Tal vez resulte superfluo comentar que la vida no es un patinar idílico sobre un lecho de rosas, esa no es la condición humana. Los problemas son una implicación lógica de la acción humana puesto que ésta significa optar, elegir y seleccionar entre diversos medios para la consecución de específicos fines. Estas decisiones implican esfuerzos, es decir problemas y éstos son costos en el sentido más específico del término ya que como no podemos hacer todo al mismo tiempo debemos renunciar a ciertos valores para obtener otros que consideramos de mayor jerarquía (costo de oportunidad, según decimos los economistas). “No pain, no gain” reza el conocido y muy ilustrativo aforismo inglés. Los problemas permiten el crecimiento personal ya que lo contrario significa que nunca se resolvió nada ni se sorteó ningún obstáculo lo cual no es vivir sino vegetar. Quien tiene proyectos necesariamente deberá enfrentar problemas y quien no cuenta con proyectos se estanca o retrocede. El ensanchamiento del alma a través del conocimiento acarrea faenas difíciles e intrincadas que deben estudiarse y resolverse a cada paso. La buena vida consiste en una buena actitud frente a los problemas que se presentan, lo cual naturalmente requiere del espíritu adecuado para enfrentarlos.

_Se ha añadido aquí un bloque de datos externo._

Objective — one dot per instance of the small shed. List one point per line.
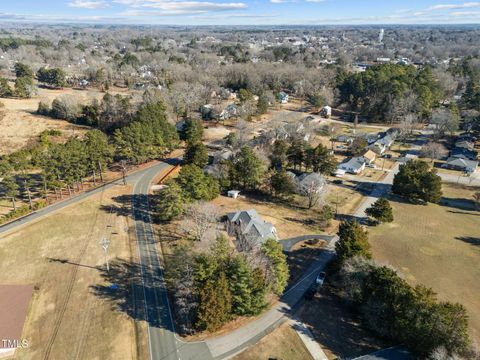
(326, 111)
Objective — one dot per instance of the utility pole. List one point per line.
(29, 195)
(100, 170)
(105, 242)
(124, 172)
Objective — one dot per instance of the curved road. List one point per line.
(154, 306)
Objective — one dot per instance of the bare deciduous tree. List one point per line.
(200, 219)
(434, 151)
(313, 188)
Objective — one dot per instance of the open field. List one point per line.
(283, 343)
(337, 329)
(20, 123)
(438, 246)
(61, 255)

Por último y para cerrar, en otro orden de cosas y en otro plano, debido a los crímenes aberrantes que se vienen sucediendo en diversos lares como consecuencia de la apatía de gobiernos para cumplir con su misión específica de proteger y garantizar los derechos de las personas, es de interés recordar un pensamiento de Juan Pablo II respecto a la legítima defensa que señala “no solo es un derecho sino un deber”, afirma en la Sección 55 de su Encíclica Evangelium Vitae del 29 de marzo de 1995: “Por desgracia sucede que la necesidad de evitar que el agresor cause daño conlleva a veces a su eliminación, en esta hipótesis el resultado mortal se ha de atribuir al mismo agresor que se ha expuesto con su acción incluso en el caso que no fuese moralmente responsable por falta del uso de razón”. Es pertinente apuntar lo dicho debido al sonado y estremecedor caso de quien se suicidó a raíz de la condena que sufrió por haberse defendido de un intento de homicidio.
Este artículo fue publicado originalmente en El Diario de América (EE.UU.) el 18 de julio de 2013.